Saodaj trimballe sa réputation de groupe folk-maloya-nomade qu’on associe un peu trop vite à son public néo-hippie, les fameux toukoutoune de Saint Leu. L’esthétique des premiers temps avait entamé ma curiosité et j’avais suivi uniquement la sortie de leurs clips, franchement chiadés et aux compositions de plus en plus élaborées. Ce que j’ai vu au IOMMA m’a franchement enthousiasmé. Non, Saodaj c’est pas ZAZ et leur mojo flirte avec celui des Lo’jo. Si la base de maloya est toujours revendiquée, la tribu s’est étoffée et l’apport des nouveaux musiciens emporte leur musique vers des horizons moins étiquetés, plus raffinés en affirmant une vraie identité. Le virage de la maturité.
MARDI 31 MAI : Kombo gagnant ?
Ce trio est composé de trois grands pros et propose d’exigeantes compos : Mélanie Bourire au chant et aux percussions rayonne, Lise Van Dooren aux claviers transcende les mélopées et le magistral Franck Paco à la batterie tape aussi bien qu’il se sape. Sans être musicien, on se rend vite compte de la virtuosité des artistes, de la richesse des morceaux, de la multiplicité des références et du plaisir qu’ils ont à concorder. Malheureusement, face à l’enchaînement de tous ces combos, en tant que jazzeux néophyte, très vite ça tilte. Je n’arrive pas à savoir si je suis trop ou pas assez cérébral pour apprivoiser ce multi-balles.
MERCREDI 1er JUIN : Mouvman Alé, di partou
Je vais arrêter de vous vanter Mouvman Alé car on va finir par croire que j’ai des parts dans ce jeune projet. Depuis 13 ans que je vis à La Réunion, c’est un peu MA révélation scénique tant les gars sont authentiques et savamment bordéliques. L’âme rock du quatuor y est pour beaucoup et leur syncrétisme musical est aussi planant qu’excitant. L’énergie déployée par le leader Franswa est tellement stroboscopique que, si nos jambes frétillent, notre cerveau sidéré ne parvient à extérioriser qu’une bouche bée.

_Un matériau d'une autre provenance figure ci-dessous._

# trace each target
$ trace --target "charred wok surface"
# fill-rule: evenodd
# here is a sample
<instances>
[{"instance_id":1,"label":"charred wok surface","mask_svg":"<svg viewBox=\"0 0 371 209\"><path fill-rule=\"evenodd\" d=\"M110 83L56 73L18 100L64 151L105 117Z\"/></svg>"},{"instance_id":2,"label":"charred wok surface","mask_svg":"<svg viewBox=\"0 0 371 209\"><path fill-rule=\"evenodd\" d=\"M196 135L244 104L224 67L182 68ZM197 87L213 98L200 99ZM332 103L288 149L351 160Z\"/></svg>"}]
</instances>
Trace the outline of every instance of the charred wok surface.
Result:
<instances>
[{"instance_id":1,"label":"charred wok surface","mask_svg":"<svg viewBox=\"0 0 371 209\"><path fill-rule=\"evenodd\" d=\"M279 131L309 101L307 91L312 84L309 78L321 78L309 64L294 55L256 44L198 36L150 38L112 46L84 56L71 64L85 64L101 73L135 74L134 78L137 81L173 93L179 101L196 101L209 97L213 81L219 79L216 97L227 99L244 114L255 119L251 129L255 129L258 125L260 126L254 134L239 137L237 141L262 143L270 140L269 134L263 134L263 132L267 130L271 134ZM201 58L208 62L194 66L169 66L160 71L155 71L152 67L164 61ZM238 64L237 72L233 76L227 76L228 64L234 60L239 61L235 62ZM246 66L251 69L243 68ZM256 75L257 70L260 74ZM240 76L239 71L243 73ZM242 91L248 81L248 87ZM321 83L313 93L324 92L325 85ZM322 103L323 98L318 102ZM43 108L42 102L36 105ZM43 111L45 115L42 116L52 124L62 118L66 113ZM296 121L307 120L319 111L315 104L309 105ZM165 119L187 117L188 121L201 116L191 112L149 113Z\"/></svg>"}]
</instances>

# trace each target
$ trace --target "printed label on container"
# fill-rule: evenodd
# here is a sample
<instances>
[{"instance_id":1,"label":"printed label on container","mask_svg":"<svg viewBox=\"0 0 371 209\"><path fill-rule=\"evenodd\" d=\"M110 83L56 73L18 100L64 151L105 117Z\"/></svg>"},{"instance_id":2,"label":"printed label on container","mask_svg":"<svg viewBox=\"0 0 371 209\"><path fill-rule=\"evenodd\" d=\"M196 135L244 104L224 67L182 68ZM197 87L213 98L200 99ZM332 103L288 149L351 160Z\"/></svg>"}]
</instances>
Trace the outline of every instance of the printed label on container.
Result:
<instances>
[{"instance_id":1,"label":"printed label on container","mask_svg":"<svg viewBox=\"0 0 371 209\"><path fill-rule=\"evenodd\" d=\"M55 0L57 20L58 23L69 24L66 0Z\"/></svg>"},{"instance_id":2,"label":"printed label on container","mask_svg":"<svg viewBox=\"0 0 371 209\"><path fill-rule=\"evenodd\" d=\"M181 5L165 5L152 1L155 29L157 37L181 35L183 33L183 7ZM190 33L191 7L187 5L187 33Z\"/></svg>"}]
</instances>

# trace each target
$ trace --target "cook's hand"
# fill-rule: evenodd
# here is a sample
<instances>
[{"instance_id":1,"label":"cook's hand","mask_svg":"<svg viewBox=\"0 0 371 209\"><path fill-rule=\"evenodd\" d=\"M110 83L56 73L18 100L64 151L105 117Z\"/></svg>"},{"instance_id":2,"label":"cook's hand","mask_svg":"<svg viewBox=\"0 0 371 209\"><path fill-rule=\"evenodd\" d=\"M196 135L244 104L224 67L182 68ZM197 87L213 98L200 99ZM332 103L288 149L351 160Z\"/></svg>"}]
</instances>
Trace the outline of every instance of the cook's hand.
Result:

JEUDI 2 JUIN : L’Oiseau Noir cherche sa plume
L’Oiseau Noir, sur sa scène dépouillée
Jabotait son trivial verbiage
Maître Manzi, n’ayant crainte du tollé
Lui tint à peu près ce langage :
Et bonjour, Monsieur L’Oiseau.
Que vos textes sont décatis ! C’est quoi ce flow !
Sans mentir, si votre lyrisme
Se rapporte à votre égocentrisme
Vous sonnez creux comme la Phénix que je bois
À cet affront gratuit, L’Oiseau part au combat
Et pour montrer sa belle voix
Il enchaîne deux rimes, laisse s’échapper un renvoi
Manzi l’esquive et dit : Mon bon Monsieur
Apprenez que les flatteurs
Sont légion mais qu’un public vous écoute.
Cette leçon ne vaut guère mieux qu’un rot, sans doute.
L’Oiseau honteux et belliqueux
Jura, pour plus tard, qu’il allait faire mieux.